= Donald Strathearn Rawson =

Canadian limnologist (1905–1961)

Donald Strathearn Rawson (19 May 1905 – 16 February 1961) was a Canadian limnologist who worked with the University of Saskatchewan from 1928 to 1961. For his research, Rawson wrote six publications about twelve lakes he had researched in Saskatchewan. He additionally conducted lake investigations in Western Canada during the 1930s and the Northwest Territories in the 1940s. While with the university, Rawson was both in charge of their Fisheries Laboratory and head of biology from the late 1940s to early 1960s. In 1944, Rawson was a Fellow of the Royal Society of Canada. For Canada, Rawson was posthumously named a Person of National Historic Significance in 2019.

==Early life and education==
On 19 May 1905, Rawson was born in Claremont, Ontario. For his post-secondary education, Rawson attended the University of Toronto in the 1920s for several degrees ranging from a Bachelor of Arts to a Doctor of Philosophy. During his time at Toronto during the mid to late 1920s, Rawson performed scientific demonstrations about biology. Rawson also received a bursary from the National Research Council Canada in 1927.

==Career==
In 1928, Rawson began his academic career with the University of Saskatchewan as a biology professor. That year, Rawson started performing limnology research at Prince Albert National Park. With his Saskatchewan research, Rawson remained in Prince Albert until 1934. Between 1935 and 1960, Rawson wrote six publications about twelve Saskatchewan lakes he had studied. Some of these lakes he wrote about include Waskesiu Lake, Lake Athabaska and Cree Lake. By the early 1960s, he had released over sixty articles.

Outside of Saskatchewan, Rawson conducted investigations during the 1930s in Western Canada. These were at Paul Lake, Okanagan Lake and Riding Mountain National Park. In 1944, Rawson and his colleagues went to Great Slave Lake in the Northwest Territories to begin a three-year study on ostracodes.

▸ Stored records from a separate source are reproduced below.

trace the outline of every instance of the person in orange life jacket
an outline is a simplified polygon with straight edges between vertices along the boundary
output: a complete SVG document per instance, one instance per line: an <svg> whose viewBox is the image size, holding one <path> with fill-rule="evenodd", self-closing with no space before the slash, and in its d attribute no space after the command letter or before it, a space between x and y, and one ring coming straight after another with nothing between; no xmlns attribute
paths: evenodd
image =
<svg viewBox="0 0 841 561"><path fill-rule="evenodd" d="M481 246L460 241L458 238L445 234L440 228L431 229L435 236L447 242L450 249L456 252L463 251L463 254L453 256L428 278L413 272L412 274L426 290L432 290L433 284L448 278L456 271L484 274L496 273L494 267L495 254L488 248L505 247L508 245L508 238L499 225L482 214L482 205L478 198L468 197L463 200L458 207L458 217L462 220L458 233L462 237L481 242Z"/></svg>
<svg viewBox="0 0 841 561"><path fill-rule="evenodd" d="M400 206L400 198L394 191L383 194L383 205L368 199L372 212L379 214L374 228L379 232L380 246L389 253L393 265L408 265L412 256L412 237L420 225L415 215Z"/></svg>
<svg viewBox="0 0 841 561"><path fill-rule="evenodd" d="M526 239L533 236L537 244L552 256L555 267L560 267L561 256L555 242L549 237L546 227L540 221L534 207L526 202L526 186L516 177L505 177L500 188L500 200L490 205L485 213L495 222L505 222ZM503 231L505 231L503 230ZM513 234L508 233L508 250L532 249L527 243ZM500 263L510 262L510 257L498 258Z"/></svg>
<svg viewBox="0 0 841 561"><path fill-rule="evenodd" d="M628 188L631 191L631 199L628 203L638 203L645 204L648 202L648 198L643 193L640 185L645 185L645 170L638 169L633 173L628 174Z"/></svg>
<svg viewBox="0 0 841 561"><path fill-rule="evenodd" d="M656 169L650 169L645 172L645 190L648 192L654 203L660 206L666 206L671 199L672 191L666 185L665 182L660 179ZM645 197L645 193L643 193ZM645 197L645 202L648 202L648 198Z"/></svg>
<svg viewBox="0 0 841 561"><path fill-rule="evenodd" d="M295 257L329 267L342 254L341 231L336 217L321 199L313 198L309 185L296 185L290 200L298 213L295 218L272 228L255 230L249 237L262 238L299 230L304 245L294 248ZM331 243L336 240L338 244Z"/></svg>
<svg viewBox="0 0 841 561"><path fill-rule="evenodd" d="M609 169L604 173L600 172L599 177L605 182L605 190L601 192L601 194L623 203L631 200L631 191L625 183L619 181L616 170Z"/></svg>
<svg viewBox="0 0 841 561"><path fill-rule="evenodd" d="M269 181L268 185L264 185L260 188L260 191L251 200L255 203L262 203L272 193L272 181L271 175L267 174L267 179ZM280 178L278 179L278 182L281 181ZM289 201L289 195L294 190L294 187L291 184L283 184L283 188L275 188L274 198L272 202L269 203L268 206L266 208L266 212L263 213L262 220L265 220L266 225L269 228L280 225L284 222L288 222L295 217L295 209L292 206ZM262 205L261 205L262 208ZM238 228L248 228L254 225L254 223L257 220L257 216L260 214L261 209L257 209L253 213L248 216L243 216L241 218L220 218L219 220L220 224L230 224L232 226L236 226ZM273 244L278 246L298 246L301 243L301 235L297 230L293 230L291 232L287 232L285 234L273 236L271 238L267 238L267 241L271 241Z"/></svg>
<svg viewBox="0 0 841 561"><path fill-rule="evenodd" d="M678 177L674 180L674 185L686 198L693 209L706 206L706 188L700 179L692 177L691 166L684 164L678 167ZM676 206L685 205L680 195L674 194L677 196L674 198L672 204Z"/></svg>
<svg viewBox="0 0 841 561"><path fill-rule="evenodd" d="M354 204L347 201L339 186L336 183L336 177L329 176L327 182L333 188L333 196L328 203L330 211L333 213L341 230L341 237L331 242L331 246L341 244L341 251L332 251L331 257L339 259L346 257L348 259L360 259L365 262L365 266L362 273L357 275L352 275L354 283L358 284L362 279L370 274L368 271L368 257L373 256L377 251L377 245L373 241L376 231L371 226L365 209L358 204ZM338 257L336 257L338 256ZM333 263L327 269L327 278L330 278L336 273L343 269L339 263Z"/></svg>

While working for the University of Saskatchewan until 1961, Rawson became in charge of the Fisheries Laboratory in 1948 and head of biology the following year. He continued to hold both positions until ending his tenure at the Fisheries Laboratory in 1960. As an executive, Rawson was named the president of the Limnological Society of America in 1947. In 1958, he co-established the Canadian Society of Wildlife and Fishery Biologists.

==Awards and honours==
In 1944, Rawson became a Fellow of the Royal Society of Canada. Rawson was posthumously named one of the Persons of National Historic Significance for Canada in 2019.

==Death and personal life==
On 16 February 1961, Rawson died in Saskatoon, Saskatchewan. He was married and had three children.